The tone of the film rapidly darkens when we discover that Dmitry now works for the NKVD, the secret police. As the day draws to its horrifying conclusion, this cosy little home of the gentry and the Bolshevik hero who now presides over it turn out not, after all, to be immune to the destructive forces raging through Russia. This horror is all the greater because the story unfolds amid the glory of the Russian summer.

The concluding sequences, as the Stalinist terror brutally intrudes on this summer idyll, are strongly reminiscent of the climactic scene of Bernardo Bertolucci's great film about fascism, The Conformist. There, it is Mussolini's thugs, got up like gangsters from a 1930s Hollywood movie, who pursue a fleeing woman through a snow covered forest. Here, it is the men of the Stalinist NKVD who murder in a sunny wheatfield, but they look the same and are waging the same kind of terror.

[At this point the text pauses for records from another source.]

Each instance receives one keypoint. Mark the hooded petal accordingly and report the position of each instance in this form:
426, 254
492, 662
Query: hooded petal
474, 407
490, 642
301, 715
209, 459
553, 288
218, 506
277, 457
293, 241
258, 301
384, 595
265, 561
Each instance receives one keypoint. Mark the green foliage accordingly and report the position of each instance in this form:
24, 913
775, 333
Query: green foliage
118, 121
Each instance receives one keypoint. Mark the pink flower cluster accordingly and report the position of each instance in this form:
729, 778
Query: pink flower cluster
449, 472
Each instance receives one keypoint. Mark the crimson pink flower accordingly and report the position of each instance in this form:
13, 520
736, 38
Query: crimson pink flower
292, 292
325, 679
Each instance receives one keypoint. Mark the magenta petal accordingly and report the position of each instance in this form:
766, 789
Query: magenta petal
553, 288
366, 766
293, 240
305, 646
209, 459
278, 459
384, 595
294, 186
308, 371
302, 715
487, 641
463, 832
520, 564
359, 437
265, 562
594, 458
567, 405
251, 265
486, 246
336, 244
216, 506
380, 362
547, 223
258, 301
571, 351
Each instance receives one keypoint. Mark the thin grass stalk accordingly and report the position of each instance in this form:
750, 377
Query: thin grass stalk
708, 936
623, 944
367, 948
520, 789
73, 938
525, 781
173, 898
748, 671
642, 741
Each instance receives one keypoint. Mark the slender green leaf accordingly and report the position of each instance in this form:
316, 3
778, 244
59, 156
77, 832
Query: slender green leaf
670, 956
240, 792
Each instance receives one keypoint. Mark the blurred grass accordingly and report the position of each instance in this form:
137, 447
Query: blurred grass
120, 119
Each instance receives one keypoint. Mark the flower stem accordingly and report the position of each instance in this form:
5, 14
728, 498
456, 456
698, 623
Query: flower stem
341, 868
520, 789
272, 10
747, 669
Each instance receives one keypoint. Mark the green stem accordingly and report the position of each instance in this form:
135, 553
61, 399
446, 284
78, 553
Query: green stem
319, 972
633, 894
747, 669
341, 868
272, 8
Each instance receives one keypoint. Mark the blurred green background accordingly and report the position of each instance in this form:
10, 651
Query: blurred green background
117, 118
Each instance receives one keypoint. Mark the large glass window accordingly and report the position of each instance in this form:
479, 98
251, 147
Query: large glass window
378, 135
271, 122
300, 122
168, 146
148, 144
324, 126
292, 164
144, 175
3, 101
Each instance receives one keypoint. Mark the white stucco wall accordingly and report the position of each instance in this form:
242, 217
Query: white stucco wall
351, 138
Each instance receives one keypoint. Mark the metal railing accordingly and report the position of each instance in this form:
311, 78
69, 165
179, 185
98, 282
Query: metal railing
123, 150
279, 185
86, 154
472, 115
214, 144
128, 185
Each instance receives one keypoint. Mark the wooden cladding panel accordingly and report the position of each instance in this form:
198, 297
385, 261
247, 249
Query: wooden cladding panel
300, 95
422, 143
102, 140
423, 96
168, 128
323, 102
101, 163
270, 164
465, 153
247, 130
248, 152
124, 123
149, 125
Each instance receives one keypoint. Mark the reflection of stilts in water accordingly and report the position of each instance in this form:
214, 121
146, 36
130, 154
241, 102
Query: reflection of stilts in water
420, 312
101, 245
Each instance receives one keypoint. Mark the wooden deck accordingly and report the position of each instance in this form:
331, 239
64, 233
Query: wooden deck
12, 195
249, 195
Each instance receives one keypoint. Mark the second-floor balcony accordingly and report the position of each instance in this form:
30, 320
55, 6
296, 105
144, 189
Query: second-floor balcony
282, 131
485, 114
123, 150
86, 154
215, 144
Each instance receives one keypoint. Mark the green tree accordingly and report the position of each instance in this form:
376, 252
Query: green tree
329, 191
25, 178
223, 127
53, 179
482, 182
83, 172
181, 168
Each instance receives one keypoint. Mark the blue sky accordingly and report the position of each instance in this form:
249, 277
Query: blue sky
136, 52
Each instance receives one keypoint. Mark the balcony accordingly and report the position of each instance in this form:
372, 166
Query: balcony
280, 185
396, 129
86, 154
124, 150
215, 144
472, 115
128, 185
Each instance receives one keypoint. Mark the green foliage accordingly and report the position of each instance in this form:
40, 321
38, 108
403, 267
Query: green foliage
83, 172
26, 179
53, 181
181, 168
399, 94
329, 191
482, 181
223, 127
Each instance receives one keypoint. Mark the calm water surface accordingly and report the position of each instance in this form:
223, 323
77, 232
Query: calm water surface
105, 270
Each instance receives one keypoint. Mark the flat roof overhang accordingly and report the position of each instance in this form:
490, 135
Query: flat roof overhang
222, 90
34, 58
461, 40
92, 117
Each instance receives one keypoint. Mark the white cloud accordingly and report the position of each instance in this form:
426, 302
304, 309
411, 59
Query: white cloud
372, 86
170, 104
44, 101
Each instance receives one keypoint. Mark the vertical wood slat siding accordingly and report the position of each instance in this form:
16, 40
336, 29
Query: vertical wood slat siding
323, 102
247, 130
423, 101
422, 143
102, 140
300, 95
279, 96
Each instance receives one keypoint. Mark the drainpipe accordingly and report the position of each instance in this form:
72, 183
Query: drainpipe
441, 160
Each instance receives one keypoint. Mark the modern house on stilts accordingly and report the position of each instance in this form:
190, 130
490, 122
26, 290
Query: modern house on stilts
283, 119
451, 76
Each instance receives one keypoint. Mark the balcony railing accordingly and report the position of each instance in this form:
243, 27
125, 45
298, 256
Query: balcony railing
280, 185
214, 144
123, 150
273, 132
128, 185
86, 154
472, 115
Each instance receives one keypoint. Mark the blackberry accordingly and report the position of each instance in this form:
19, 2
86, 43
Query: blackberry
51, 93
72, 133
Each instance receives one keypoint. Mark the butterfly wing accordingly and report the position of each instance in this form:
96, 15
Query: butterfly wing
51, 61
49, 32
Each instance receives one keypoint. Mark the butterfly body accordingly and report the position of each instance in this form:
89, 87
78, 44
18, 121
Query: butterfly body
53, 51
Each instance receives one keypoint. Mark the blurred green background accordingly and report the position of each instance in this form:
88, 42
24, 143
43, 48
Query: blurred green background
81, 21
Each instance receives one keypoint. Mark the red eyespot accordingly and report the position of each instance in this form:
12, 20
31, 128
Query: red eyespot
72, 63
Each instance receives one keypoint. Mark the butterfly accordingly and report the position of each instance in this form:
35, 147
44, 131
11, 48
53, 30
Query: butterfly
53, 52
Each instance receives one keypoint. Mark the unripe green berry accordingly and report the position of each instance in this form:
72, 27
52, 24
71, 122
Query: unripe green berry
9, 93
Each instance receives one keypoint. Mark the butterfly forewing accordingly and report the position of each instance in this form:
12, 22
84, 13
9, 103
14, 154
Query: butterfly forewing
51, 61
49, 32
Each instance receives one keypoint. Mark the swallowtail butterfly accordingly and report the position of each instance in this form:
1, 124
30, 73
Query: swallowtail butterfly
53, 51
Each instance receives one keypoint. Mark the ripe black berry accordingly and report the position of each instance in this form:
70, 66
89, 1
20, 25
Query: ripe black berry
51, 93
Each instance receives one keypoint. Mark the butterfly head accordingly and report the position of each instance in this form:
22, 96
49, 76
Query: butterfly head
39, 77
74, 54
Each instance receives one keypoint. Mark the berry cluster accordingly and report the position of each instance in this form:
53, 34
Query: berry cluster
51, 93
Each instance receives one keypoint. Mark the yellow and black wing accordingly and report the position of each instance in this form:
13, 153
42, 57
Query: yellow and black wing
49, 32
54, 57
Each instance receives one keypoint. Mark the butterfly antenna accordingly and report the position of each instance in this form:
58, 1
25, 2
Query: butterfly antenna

Burnt by the Sun is an exceptionally powerful and interesting film. It is striking for the way in which it draws creatively on the great traditions of 19th-century Russian realism. It is also remarkable for a Russian film made in the Yeltsin era in the balanced view it offers of the revolution and its aftermath.

The film is dedicated to "All those burnt by the sun of the Revolution," but this is (intentionally?) ambiguous. In the scenes where Kotov and Dmitry confront each other, both of them flawed, both of them with dirty hands, it seems to me that it is Kotov, the man of the revolution, who emerges as the morally stronger character.

The film would not be as effective were it not for the cast's consistently first-rate performances. Particularly striking is Nadia Mikhalkov as Kotov's six-year-old daughter, Nadia. Her scenes with Kotov (played by her real father) have an emotional spontaneity that brings home the larger tragedy with almost unbearable force. Burnt by the Sun indeed.